Contract let for Guangdong heavy oil refinery

April 10, 2014
Sino-Venezuela Guangdong Petrochemical Co., a subsidiary of China National Petroleum Corp.’s (CNPC) PetroChina Co. Ltd., has let a second major contract to Metso Corp. for advanced valve technology at its 20-million tonne/year heavy crude oil processing plant in the Jieyang Nandahai Petrochemical Industrial Zone of China’s Guangdong province.

Sino-Venezuela Guangdong Petrochemical Co., a subsidiary of China National Petroleum Corp.’s (CNPC) PetroChina Co. Ltd., has let a second major contract to Metso Corp. for advanced valve technology at its 20-million tonne/year heavy crude oil processing plant in the Jieyang Nandahai Petrochemical Industrial Zone of China’s Guangdong province.

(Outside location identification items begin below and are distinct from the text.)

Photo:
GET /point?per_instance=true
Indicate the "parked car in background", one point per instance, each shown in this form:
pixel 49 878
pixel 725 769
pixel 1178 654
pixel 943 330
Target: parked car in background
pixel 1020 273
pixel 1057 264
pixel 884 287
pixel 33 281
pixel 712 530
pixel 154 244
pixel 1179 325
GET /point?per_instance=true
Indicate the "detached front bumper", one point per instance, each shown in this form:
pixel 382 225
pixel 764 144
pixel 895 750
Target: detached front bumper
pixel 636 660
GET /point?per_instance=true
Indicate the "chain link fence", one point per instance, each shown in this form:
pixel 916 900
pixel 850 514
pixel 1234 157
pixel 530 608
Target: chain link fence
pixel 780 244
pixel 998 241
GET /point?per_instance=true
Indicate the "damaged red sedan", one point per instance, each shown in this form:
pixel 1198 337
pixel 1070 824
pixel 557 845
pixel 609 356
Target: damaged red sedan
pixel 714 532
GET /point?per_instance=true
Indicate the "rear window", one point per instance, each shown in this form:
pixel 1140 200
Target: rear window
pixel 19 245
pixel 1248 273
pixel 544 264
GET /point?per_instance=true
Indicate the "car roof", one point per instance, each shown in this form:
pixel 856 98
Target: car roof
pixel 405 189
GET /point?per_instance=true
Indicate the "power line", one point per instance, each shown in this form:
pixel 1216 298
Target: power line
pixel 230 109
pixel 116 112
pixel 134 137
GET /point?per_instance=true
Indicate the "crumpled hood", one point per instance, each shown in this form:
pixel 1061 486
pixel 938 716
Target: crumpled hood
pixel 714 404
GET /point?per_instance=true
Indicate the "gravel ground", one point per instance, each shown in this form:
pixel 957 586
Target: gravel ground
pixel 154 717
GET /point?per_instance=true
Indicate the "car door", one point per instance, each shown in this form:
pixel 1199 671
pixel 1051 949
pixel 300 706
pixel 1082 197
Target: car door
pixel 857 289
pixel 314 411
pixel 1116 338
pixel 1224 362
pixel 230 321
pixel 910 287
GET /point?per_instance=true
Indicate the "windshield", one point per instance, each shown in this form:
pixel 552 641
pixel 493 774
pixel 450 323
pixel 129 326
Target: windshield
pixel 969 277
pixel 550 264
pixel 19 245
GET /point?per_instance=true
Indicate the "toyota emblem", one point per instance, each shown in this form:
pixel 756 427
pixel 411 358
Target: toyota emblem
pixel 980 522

Under the new contract, Metso will deliver large Neles four-way valves and tower bottom-feeding valves for use in the project’s delayed coking process, Metso said.

The deliveries will take place during second-quarter 2015, according to Metso.

Metso previously was awarded an order for over 4,000 Neles valve controllers for the same refinery project in October 2013, the company said.

In terms of processing capability, the Guangdong refinery will become China’s largest refinery, once completed, Metso said, adding that the complex will contain 29 processing units as well as a 300,000-tonne crude oil terminal and a 30,000-50,000-tonne product terminal.

PetroChina in May 2008 entered into a joint venture agreement with Petroleos de Venezuela SA (PDVSA) to build the Guangdong refinery, which by design was configured to process Venezuelan heavy oil (OGJ Online, Nov. 15, 2013; Apr. 13, 2009).

As stakeholders, PetroChina (60%) and PDVSA (40%) have invested a combined $9.54 billion into the Guangdong project, according to Metso.